The American woman Sheila Wayne has lived in Switzerland most of her life, and she has met a nice young man, Philip, and married him. After the whirlwind romance, she has started to have nightmares about an old haunted house. It seems as though she has had some problems with the same dream before and has been committed to an insane asylum for quite some time. Now that Philip has entered her life the nightmares start to occur again and she is getting more and more troubled by them. She goes to a psychiatrist and tells him about her nightmare, and she is sure she is going to die in the haunted house. Her psychiatrist encourages her to go with Philip and live in America, to get a change in scenery. Sheila thinks it’s a good idea to go back to her native country and she and Philip is on the first plane to the states. But on the plane trip Philip is getting secretive and strange and doesn’t tell Sheila anything about where their going or where they are going to stay. When they arrive in America, Florida, they rent a car and drive deep into the swamps, where their new home is located. But as they pull up to the house, far away from anything resembling civilisation, Sheila discovers to her horror that the house is the very same one as in her nightmare! She reluctantly stays in the house with Philip, who claims its good therapy for her, but it doesn’t take long before her uneasiness in the new house becomes a descent into paranoia, as more and more strange occurrences starts to take place there. A weird caretaker, strange sounds at night and a dark, disturbing mystery only Sheila has the answer to. Will Sheila be able to unlock the terrifying secret, hidden deep inside her own mind before it’s too late?

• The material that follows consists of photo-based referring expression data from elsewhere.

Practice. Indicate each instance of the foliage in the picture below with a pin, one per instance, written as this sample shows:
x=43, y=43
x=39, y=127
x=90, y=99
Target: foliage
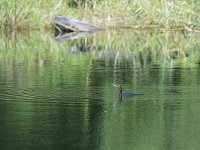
x=20, y=14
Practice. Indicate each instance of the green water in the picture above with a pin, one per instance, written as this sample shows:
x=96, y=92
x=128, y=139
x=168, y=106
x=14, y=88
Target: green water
x=61, y=96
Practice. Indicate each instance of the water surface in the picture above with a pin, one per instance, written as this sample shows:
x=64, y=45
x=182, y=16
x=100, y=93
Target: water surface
x=60, y=95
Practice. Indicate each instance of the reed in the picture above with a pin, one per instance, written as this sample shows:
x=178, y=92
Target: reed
x=30, y=14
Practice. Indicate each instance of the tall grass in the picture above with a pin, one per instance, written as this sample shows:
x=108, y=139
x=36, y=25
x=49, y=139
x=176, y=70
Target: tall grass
x=30, y=14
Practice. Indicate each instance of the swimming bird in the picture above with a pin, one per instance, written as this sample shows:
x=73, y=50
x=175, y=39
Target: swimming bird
x=125, y=94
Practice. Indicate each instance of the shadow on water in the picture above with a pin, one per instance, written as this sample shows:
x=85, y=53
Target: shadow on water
x=58, y=96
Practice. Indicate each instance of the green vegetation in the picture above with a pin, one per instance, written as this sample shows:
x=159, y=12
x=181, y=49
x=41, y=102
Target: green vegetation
x=31, y=14
x=142, y=48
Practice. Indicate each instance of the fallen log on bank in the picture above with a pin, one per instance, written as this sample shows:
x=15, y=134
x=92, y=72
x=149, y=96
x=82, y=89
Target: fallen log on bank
x=64, y=24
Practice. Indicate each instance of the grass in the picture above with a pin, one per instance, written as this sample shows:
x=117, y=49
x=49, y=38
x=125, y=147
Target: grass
x=30, y=14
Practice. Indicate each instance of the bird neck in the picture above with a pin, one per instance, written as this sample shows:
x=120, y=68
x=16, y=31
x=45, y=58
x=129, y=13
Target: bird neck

Terror in the Haunted House is a chilling little mystery tale from the late 50s (1958 to be exact) and has some good atmospheric moments. Using a hip, new way to attract audiences, the film is presented in "Psycho-Rama...Using subliminal communication!", a technique of showing “creepy” and weird looking faces and even messages during the film, so quickly that only your sub-consciousness knows what you’ve seen. A very annoying thing that luckily doesn’t appear to frequently during this little chiller. The story in the film is a mediocre and easily recognizable one, but there are some elements in the film that’s exciting in a weird sort of way. The soundtrack is a pretty standard one for 50s horror/mystery films and it gets the job done most of the time. The acting from Sheila (Cathy O’Donnell) and Philip (Gerald Mohr) is ok, and it’s what you’d expect from a movie like this. The main problem with the film is the fact that it doesn’t stand out among the tons and tons of other gimmicky shockers from the 50s, but as far as entertainment value goes, this one delivers what you need when you’re hungry for some old school schlock. So Terror in the Haunted House is a pretty decent little terror tale that’ll serve nicely as a weird dish if you want to see a trashy old horror/mystery film in the middle of the night.